– Отлично выглядишь, Лали, – он бережно обнимает меня за плечи и целует в висок. – Такую красавицу небезопасно отпускать без охраны.

Очень страшно быть папиным разочарованием. Слёзы и оправдания ничего не исправят, а лишь сделают меня в его глазах жалкой и беспомощной малышкой. Папа и так всё про меня понимает и ему не надо объяснять, насколько мне действительно жаль – он это легко может прочесть в моих глазах.

– Я очень люблю тебя, пап. Ты только продолжай в меня верить, пожалуйста.

– Всегда, котёнок, – ласково говорит он. – И поменьше трагизма, Лали, у тебя есть право на ошибку.

Мой великодушный папочка снова стелет соломку для своей глупой импульсивной девочки, и я невесело улыбаюсь.

– Больше нет, папуль. Больше нет… Поехали домой.

19. Глава 18

– Позорэ ты моя, позорэ! – с чувством декламирует Котя, встречая меня на террасе. –

Потому что ты глупая, что ли...

Запереть бы тебя в автошколе…

Иль в какой бездорожной дырЭ…

Позорэ ты моя, позорэ!

Но встретив взгляд хозяина дома, Котя подавилась последним словом и поспешила реабилитироваться:

– Я тут подумала, Тимур Альбертович, что всему виной Евкины туфли, я бы на таких шпиляках даже ходить не смогла, не то что ехать за рулём.

Брехушка изворотливая!

Проигнорировав Котины оправдания, папа приказал подъехавшему вслед за нами Яну загнать мою машину в гараж, а сам удалился в дом. По дороге домой я честно рассказала ему о своей глупой выходке и желании самой заработать на ремонт. Спасибо, что он понял, насколько для меня это важно и не стал отговаривать. Пообещал, что позднее мы непременно вернёмся к вопросу о моём трудоустройстве.

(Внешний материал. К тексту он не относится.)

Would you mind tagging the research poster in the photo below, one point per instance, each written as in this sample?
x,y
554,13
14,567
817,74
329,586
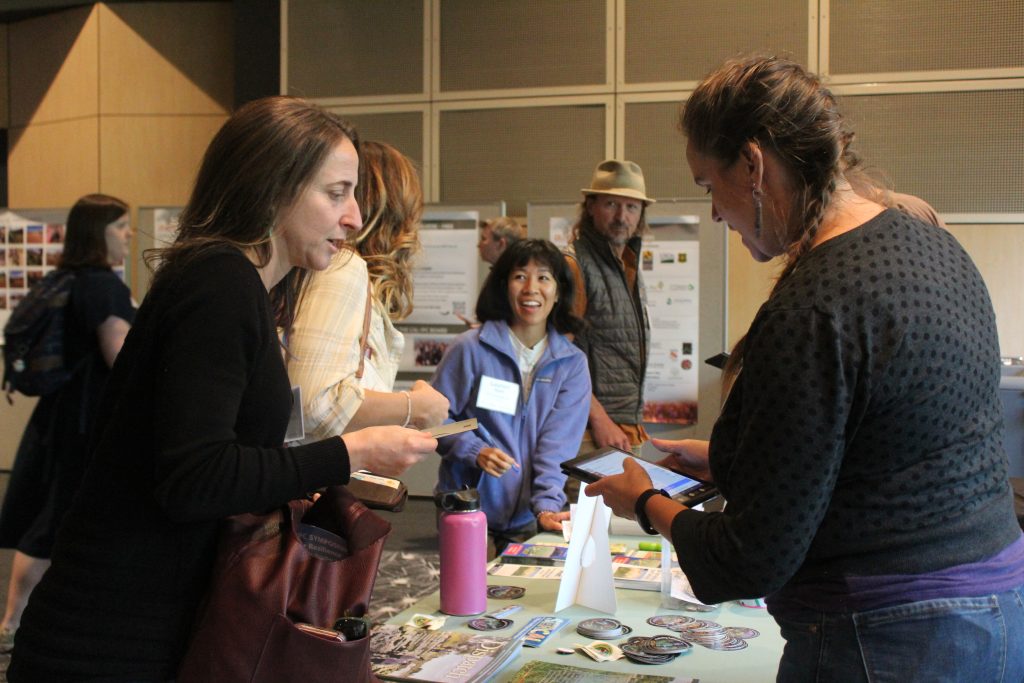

А потом помолчал, вероятно, подбирая слова, и попросил не пытаться взять Ромку штурмом и позволить ему остыть.

Остыть? Да за эти годы он должен был уже инеем покрыться! А впрочем, так и случилось – мой Ромка оброс ледяной бронёй, и от улыбчивого доброго парня осталась лишь равнодушная оболочка. Вот только я не собираюсь ждать, когда ледяное сердце моего «Кая» растопит какая-нибудь предприимчивая барышня, пока печальная Герда будет посыпать голову пеплом и сидеть в окопе, надеясь, что погода изменится к лучшему.

В одном папа прав – штурм следует отложить. Однако альтернативного варианта он не предложил. Оно и понятно – папа предпочитает не перчить собственные раны, ведь когда-то эта история прошлась по всем участникам безжалостным катком, только ему пришлось гораздо тяжелее, чем мне. Что уж говорить о Ромке – он в своём праве. Даже быть неправым.

Прости, папочка, я обязательно прислушаюсь к твоему совету… Но с корректировками.

– Фу-ух! Ну, блин, Тимур Альбертович вообще шуток не понимает! – тихонечко шепчет Котя, с опаской поглядывая ему вслед. – Я чуть не родила на месте от страха, когда он на меня зыркнул.

– Не бери в голову, он на всех так смотрит, – пытаюсь успокоить подругу, бережно обхватившую своё пузико.

– Му-гу, с утра он был веселее, даже шутил со мной. И вряд ли бы он так разволновался из-за разбитой тачки. Колись, Бабайка, что натворила?

– Ты просто за языком следи иногда, – напомнила я, хотя её поэзия меня совсем не задела.

– Ой, только не говори, что он так трепетно относится к Есенину.

– Нет, Коть, это ко мне папа относится трепетно, и не прикидывайся деревянной матрёшкой.

– Везучка ты! Ну, давай, рассказывай уже! – подруга вытаращила глаза и развесила уши, жаждая подробностей моей поездки.

Мы уединились подальше от посторонних глаз и ушей на моём любимом месте, в зарослях виноградника.

– Ну, ты, мать, даёшь! – взвыла Котя, восторженно взирая на меня. – Не, тачку, конечно, жаль, но для твоего отца это разве ущерб?.. Он его даже не заметит. Уверена, что завтра твоя Белоснежка будет ещё краше.